Kippour 5776

Dracha prononcée par Aline Benain, présidente d'Adath Shalom, le jour de Kippour (23 septembre 2015)

Chers amis,

 

Nous sortons d’une année terrible.

 

Je ne crois pas nécessaire de rappeler des faits que nous connaissons tous trop bien, cette barbarie dont certains, même après Toulouse, voulaient croire dans leur candeur, ou pire, dans leur naïveté feinte, qu’elle ne pouvait pas  nous atteindre.

Cette situation, d’une gravité inédite, nous a contraints à prendre des mesures exceptionnelles, à changer aussi nos comportements, parfois trop légers en matière de sécurité.

Je veux remercier chacune et chacun des efforts consentis pour garantir la sécurité de tous. J’y vois, non pas seulement l’effet d’une inquiétude pour soi mais le souci précieux de la Communauté.

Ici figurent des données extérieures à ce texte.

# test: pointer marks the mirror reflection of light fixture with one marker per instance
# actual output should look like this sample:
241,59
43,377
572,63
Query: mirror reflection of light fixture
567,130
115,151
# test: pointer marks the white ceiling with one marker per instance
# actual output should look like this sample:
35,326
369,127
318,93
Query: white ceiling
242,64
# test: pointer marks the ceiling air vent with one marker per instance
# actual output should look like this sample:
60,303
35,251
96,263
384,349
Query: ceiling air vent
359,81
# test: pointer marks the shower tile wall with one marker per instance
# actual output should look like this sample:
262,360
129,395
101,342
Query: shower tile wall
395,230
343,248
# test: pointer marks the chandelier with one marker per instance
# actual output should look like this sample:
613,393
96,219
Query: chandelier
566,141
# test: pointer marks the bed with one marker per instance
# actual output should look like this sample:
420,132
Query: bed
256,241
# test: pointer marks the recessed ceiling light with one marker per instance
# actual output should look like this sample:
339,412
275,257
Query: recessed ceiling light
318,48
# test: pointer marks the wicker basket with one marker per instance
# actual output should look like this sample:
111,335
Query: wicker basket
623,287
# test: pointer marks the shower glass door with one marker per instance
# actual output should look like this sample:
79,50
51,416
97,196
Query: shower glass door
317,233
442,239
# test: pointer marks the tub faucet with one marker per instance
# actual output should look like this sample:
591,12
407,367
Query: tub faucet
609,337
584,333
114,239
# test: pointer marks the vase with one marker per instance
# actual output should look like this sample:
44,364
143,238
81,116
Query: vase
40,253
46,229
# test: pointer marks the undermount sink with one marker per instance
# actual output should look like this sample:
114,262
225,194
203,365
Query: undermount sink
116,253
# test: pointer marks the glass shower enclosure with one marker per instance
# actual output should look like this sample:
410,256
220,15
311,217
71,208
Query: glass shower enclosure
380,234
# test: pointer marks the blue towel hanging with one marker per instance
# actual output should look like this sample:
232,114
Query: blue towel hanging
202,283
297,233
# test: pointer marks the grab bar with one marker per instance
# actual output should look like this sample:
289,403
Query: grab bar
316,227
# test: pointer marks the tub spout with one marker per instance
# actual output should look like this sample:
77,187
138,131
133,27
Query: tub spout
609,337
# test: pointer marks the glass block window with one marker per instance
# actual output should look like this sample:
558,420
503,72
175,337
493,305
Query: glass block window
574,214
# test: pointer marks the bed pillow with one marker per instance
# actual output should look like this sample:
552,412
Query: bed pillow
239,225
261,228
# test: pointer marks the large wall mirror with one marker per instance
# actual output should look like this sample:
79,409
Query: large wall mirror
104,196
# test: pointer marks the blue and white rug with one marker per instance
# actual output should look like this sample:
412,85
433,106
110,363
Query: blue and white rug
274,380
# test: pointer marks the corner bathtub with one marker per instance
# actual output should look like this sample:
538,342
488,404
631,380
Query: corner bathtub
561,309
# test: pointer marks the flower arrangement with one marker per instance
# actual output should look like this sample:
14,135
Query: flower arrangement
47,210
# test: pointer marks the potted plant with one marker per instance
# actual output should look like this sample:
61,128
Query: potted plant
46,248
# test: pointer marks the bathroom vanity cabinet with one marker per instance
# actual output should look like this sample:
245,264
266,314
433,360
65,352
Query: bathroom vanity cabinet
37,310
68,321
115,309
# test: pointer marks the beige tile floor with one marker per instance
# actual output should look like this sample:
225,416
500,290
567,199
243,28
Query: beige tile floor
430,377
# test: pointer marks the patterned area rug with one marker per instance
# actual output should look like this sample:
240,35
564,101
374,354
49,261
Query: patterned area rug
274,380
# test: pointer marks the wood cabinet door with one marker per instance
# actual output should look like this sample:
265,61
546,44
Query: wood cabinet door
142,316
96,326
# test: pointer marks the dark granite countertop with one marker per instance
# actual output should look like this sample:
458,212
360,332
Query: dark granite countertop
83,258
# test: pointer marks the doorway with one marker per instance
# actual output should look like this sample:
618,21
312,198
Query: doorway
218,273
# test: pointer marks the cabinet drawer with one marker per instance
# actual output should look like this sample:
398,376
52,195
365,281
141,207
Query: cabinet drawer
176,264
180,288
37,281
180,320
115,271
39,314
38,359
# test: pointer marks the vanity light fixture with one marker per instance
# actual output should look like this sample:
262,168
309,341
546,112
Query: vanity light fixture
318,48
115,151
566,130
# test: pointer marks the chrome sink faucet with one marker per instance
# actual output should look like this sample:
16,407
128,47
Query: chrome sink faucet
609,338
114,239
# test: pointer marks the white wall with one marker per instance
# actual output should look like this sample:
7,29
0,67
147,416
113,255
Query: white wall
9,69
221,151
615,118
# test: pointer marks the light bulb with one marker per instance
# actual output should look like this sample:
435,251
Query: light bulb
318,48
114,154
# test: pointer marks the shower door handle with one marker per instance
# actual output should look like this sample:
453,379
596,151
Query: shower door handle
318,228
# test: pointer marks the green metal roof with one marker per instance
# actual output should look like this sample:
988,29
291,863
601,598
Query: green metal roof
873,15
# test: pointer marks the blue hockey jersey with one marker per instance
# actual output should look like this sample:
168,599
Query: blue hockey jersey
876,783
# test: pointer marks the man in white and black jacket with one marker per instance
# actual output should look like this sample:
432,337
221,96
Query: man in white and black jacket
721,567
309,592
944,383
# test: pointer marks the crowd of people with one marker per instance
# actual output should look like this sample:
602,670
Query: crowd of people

Cependant, alors que les faits, tragiques et têtus, nous contraignaient à barricader nos mûrs, nous avons veillé, et je crois réussi, à ne murer ni nos esprits, ni nos cœurs.

Nos offices, nos cours et l’ensemble de nos activités se sont poursuivis aussi normalement que possible et sans discontinuité. Faire autrement, c’eut été, déjà, donner la victoire aux forces qui souhaitent nous voir disparaitre.

Le récent succès de la Journée Portes Ouvertes que nous avons organisée et à l’occasion de laquelle un nombre considérable de bénévoles s’est mobilisé, est la démonstration que nous ne sommes trompés ni sur l’objectif, ni sur la méthode.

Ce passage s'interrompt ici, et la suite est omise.